CHRISTOF MIGONE
Shut Up (Preambles and Postfaces)
In 2008 I attended the Banff International Curatorial Institute Symposium. Towards the end of the conference, Matthew Higgs used his presentation time to pass around the microphone to all the participants asking them to respond to the prompt of what part of the conference had impacted them most thus far. Attendees numbered close to a hundred, I was in the last row. So by the time the mic reached me a lot had been said, I felt the need to skip my turn without retreating altogether, to take the moment of speaking as a moment of listening, to unsay somehow. So I said “What has impacted most so far is everything that has been said up until now and all that will be said once I pass this mic.” This presentation will be an instructional on how to shut up productively. A consideration of the imperative to listen. A quieting aloud. A sonics of silence. An artist talk by a talk artist that would prefer not to. A reflection on erasure and effacement, negation and mutism. A reflection on how these states of willed nullification, and the bemusement they engender, might serve as some of the pre- and post- conditions of possibility for change, however minueted.
LISA ROBERTSON
The Baudelaire Fractal
This is an account of how quite suddenly one morning upon waking I came into the knowledge that I had written the complete works of Baudelaire. It was certain that it was I who had written them: the lyric poems, prose poems, essays, art writings. . . even the letters and ephemera. And yet I was not Baudelaire; I remained myself.
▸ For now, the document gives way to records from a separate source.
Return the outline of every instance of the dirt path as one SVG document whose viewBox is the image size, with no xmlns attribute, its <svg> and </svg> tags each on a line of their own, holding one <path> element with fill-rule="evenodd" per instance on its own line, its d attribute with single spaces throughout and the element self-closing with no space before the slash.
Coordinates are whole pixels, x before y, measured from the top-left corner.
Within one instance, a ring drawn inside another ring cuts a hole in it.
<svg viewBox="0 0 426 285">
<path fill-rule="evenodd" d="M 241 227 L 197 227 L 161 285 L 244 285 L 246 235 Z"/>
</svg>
This ectoplasmic recognition took place in a hotel room in the Spring of 2017. A special consideration of the Salons shall inform the account. They called me to disorder.
MARK CLINTBERG
Between us
This presentation provides a focused contextualization of key artworks and pieces of critical writing from Clintberg’s practice that employ writing and inscription as forms of hailing or interpellation. In many cases, writing here becomes a publicly distributed method for evoking interpersonal relationship, and is materialized through neon signage, fibre, or printed matter. The models of interpellation discussed here are influenced by the writings of Eve Kosofsky Sedgwick and Judith Butler, who each explore how naming and hailing are methods of identity formation. The use of spatial language and prepositions in his work will also be discussed in connection to Sara Ahmed’s Queer Phenomenology. Particular attention will be given to the role of affect in critical writing and art practice.